1. INTRODUCCIÓN
La transformación genética de microorganismos en el laboratorio es una técnica rutinaria de enorme utilidad tanto para trabajos en ingeniería genética como estudios de genética básica y aplicada. [1,2]. Este procedimiento fue descrito por primera vez en Escherichia coli por Mandel y Higa [1]. A partir de esa fecha, la eficiencia del protocolo se ha ido mejorando sustancialmente prolongando la exposición de las células al CaCl2 o sustituyéndolo por otros cationes (Rb+, Mg2+ Mn2 + o K+) y por la adición de otros compuestos que permiten introducir cualquier plásmido en su forma circular o súperenrollada en casi todo tipo de bacteria [3].

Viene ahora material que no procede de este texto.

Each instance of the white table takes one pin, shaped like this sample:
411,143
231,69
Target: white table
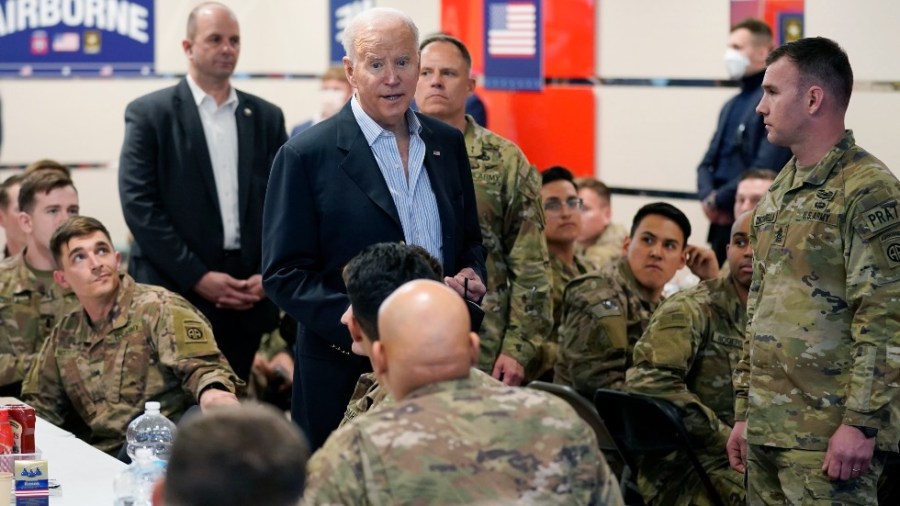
84,473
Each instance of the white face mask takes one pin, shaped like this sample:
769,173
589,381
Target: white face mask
332,100
736,63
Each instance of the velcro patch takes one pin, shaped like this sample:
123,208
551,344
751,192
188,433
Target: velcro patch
818,215
890,246
764,218
608,307
877,218
194,332
728,340
671,320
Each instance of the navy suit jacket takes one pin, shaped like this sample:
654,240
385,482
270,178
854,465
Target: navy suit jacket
327,200
168,190
756,152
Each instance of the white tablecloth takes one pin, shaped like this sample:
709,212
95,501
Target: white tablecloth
84,473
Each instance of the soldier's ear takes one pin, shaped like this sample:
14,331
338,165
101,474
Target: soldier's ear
25,222
379,362
60,279
474,347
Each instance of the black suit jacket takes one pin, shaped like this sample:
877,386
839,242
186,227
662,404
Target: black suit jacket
327,200
168,190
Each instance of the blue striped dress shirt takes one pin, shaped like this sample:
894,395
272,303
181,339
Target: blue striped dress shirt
414,199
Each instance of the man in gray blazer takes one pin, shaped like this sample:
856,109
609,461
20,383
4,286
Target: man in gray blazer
192,180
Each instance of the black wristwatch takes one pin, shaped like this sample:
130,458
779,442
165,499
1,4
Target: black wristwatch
869,432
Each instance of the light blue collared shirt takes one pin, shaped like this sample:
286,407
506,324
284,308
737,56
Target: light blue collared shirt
414,199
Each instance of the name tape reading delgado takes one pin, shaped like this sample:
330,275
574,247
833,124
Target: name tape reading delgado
126,18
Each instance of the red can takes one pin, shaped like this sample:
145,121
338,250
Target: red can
22,419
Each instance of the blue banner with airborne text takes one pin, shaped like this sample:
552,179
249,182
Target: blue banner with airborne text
76,37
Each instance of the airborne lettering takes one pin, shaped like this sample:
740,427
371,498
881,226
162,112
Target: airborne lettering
126,18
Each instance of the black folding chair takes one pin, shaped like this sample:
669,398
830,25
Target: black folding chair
604,439
642,425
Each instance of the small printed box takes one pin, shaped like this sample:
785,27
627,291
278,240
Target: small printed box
32,478
8,460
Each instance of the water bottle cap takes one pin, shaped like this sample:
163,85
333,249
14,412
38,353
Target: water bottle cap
143,453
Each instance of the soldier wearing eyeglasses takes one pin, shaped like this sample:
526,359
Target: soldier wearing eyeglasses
562,207
605,312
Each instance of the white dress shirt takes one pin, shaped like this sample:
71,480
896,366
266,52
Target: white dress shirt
220,130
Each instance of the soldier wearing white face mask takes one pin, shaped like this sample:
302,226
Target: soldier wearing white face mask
333,94
740,141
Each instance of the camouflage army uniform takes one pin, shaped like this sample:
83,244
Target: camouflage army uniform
603,316
30,305
456,442
508,193
154,346
823,338
607,248
560,275
368,394
687,356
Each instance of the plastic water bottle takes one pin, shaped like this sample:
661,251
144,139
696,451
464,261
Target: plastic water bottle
151,430
134,485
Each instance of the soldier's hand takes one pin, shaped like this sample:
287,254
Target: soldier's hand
225,291
508,370
849,453
254,286
737,447
701,261
212,397
473,289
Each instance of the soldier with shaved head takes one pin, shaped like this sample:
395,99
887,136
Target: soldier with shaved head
449,440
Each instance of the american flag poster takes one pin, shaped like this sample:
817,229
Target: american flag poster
513,45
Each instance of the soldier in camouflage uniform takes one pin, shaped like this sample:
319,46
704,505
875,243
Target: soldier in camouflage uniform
131,343
370,277
606,311
507,189
686,356
30,302
449,440
818,382
562,207
600,241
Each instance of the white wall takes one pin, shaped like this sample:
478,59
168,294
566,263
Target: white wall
654,137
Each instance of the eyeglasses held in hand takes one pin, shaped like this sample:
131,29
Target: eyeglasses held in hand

En la naturaleza, solo muy pocas especies bacterianas tienen capacidad de captar ADN foráneo de forma natural mediante la transformación, transducción o conjugación de genes [4]; y hay pocos estudios que describan como sucede de manera natural la transformación de las bacterias y cómo experimentalmente los transposones, integrones o casetes de genes se mueven horizontalmente [5]. Sin embargo, a nivel de laboratorio se puede inducir de forma artificial; teniendo en cuenta dos parámetros principales que están implicados en la transformación eficiente de una bacteria, el primero es el método utilizado para inducir la competencia para la transformación necesario para la adopción de material genético externo y el segundo es la constitución genética de la cepa que se está transformando [6]. Existen varios métodos para la transformación artificial bacteriana como la conjugación, que requiere de contacto físico entre el receptor y el donante que contiene el plásmido conjugativo [4], las micro ondas de choque [7], los tratamientos a base de CaCl2 [8] y la electroporación [9,10]; estos dos últimos son los más utilizados.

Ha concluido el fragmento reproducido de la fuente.